Consider a subset of nodes sharing a set of data
Consider a handful of nodes that want to operate on a set of data that gets updated regularly. These nodes can discover each other by finding other nodes with the root object and so when reading data they can mostly limit traffic to only the nodes that contain the data of interest. However new data that gets added to this collection need to get sent to the broader set of all IPFS nodes. Well, at least the metadata for that new data.
Musing about other solutions
So right now it seems to me IPFS can scale OK when broadly replicating mostly static data. And when used for web content that does seem to be the initial target. But it will have a fairly large indexing footprint on each node.
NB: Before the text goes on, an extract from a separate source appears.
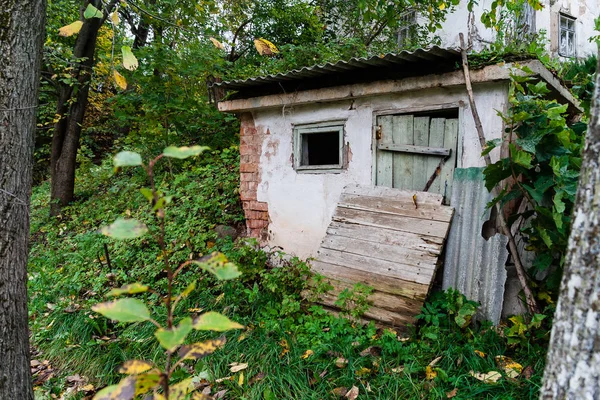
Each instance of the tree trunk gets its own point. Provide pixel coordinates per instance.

So the question is what could be changed to improve this situation? Clearly, we need to remove the requirement that every single hash needs to be indexed in the global DHT. What if only some objects were indexed? For instance, perhaps only a top-level tree object is indexed in the DHT and the unindexed data linked to is only found on nodes containing the top-level object? This is more like the way BitTorrent works. The ‘peers’ are found using the DHT and then the data is requested from those peers directly. A large directory tree would get split into manageable sized sections by making different sections be indexed. This change can reduce the global deduplication because we may not notice that a chunk of data already exists in the network, but any given node will only store a single copy.
Anyway, I am sure this has been discussed in the past, but I didn’t notice the discussions.